Introducing: Antler, Michael Hunter’s game restaurant in Little Portugal

(Image: Renée Suen)

Name: Antler
Contact: 1454 Dundas St. W., 647-345-8300, antlerkitchenbar.com, @AntlerKitchen
Neighbourhood: Little Portugal
Previously: This End Up
Owners: Michael Hunter (Scarpetta, Reds Wine Tavern) and Jody Shapiro
Chef: Michael Hunter

The food

Contemporary Canadian cuisine focused on flavours from northern Ontario, including farm-raised game and ingredients that Hunter foraged (morels, wild leeks, black walnuts).

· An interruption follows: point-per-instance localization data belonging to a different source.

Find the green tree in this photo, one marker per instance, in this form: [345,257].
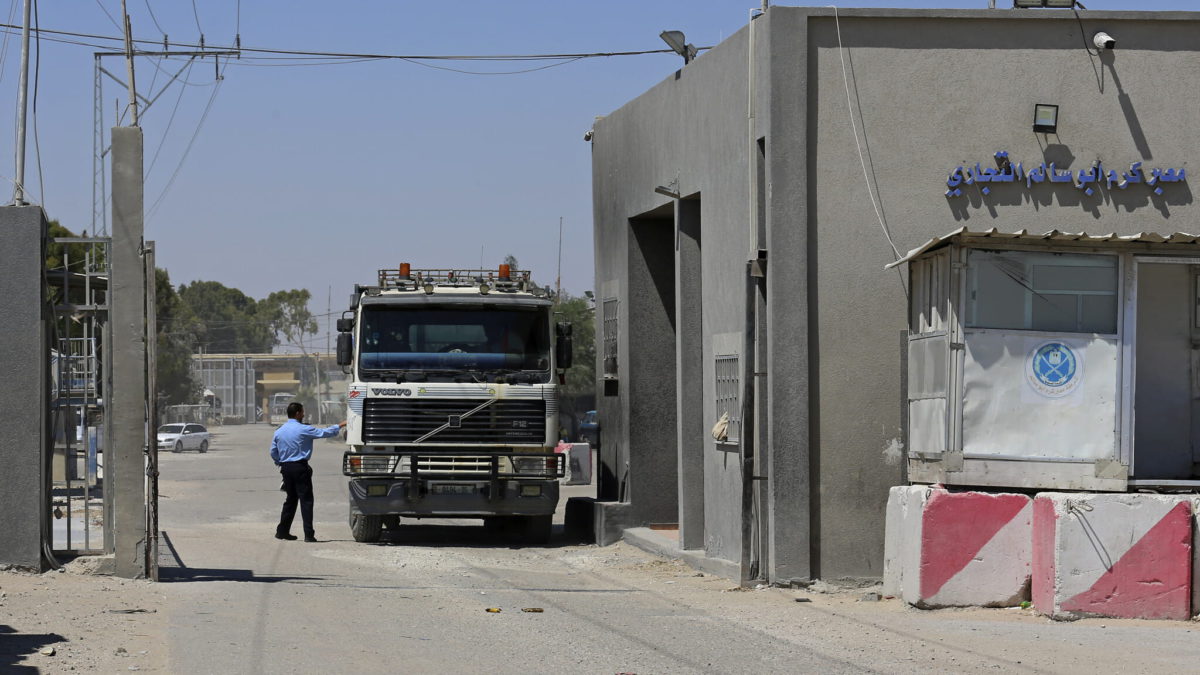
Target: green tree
[288,316]
[227,320]
[579,394]
[175,342]
[287,312]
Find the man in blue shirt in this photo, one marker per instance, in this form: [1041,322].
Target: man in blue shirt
[291,449]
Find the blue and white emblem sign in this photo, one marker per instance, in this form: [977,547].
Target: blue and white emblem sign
[1054,370]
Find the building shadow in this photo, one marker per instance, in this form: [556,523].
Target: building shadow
[415,533]
[193,574]
[15,646]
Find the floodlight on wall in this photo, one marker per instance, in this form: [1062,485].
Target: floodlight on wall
[1045,118]
[1049,4]
[677,42]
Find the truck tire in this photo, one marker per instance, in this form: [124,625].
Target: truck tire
[366,529]
[535,530]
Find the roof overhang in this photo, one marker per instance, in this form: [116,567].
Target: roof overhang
[1053,237]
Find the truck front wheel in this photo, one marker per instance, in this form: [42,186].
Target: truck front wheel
[366,529]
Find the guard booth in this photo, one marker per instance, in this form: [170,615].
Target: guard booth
[1066,362]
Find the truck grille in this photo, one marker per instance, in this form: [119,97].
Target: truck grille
[406,420]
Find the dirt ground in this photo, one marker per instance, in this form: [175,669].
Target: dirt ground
[72,621]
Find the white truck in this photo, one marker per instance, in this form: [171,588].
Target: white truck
[453,404]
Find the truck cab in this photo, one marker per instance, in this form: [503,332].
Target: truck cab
[453,400]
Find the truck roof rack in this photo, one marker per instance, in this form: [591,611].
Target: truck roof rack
[407,279]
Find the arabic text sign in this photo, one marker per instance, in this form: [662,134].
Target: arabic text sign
[1084,179]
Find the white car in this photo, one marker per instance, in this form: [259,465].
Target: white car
[179,437]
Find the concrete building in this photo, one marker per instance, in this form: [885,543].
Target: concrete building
[747,205]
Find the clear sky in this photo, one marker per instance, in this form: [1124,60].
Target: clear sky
[315,177]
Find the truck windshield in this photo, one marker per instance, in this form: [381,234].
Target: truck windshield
[454,339]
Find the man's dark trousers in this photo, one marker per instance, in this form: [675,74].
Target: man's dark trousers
[298,485]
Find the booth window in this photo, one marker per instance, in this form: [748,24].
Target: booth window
[609,326]
[729,389]
[1047,292]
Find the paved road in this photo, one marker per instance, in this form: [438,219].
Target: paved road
[240,601]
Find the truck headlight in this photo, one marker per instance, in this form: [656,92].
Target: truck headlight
[533,466]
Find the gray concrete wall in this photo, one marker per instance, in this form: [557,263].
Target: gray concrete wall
[24,372]
[929,90]
[690,416]
[687,133]
[934,90]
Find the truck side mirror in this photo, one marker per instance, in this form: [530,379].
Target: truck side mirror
[345,348]
[564,347]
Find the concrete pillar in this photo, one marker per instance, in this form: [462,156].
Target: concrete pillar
[125,470]
[792,446]
[24,389]
[690,372]
[653,460]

The menu is made up of familiar dishes, each with a twist: there’s a Jamaican patty (filled with curry-spiced venison), gyoza (stuffed with wild boar) and a burger (made with deer, bison and wild boar).

(Image: Renée Suen)

The venison patty made with a paté brisée shell comes with a spicy dipping sauce. $8.

(Image: Renée Suen)

Wild boar gyoza are steamed and then pan fried. $8.

(Image: Renée Suen)

Charcoal-grilled duck heart yakitori with a sweet soy glaze. $6 for two.

(Image: Renée Suen)

Chestnut gnocchi in brown butter with parsnip purée, roasted squash, brussels sprout leaves, almond brittle, sage and shaved parmesan. $19.

(Image: Renée Suen)

Spice-ash crusted rack of deer, served with parsnip purée and swiss chard. $38.

(Image: Renée Suen)

A warm chocolate brownie with toasted meringue and cedar dust, topped with chocolate mousse and candied, foraged black walnuts. $10.

The drinks

Craft beer (most of which are from Calgary’s Big Rock Brewery), local and international wine by the glass or bottle, and “foraged cocktails” made by Steven Gambee (Reds Wine Tavern) that feature seasonal ingredients.

(Image: Renée Suen)

The Kordonis: gin, house-made beet purée, basil simple syrup and foraged sumac. $14.

(Image: Renée Suen)

Foraged-cedar gin sour: cedar-infused gin, simple syrup, lemon, bitters. $14.

The space

The room is filled with nods to the great outdoors—like wall-mounted ferns, a deer skull (of the first buck Hunter shot) hanging above the open kitchen and framed photographs of his Caledonia foraging grounds.

(Image: Renée Suen)

This End Up’s vintage beer signs were replaced with ferns.

(Image: Renée Suen)
(Image: Renée Suen)

Chef and co-owner Michael Hunter (front) and co-owner Jody Shapiro (back).

Correction

November 11, 2015

Previously, this post listed an incorrect phone number for the restaurant. It has since been changed. We apologize for the error.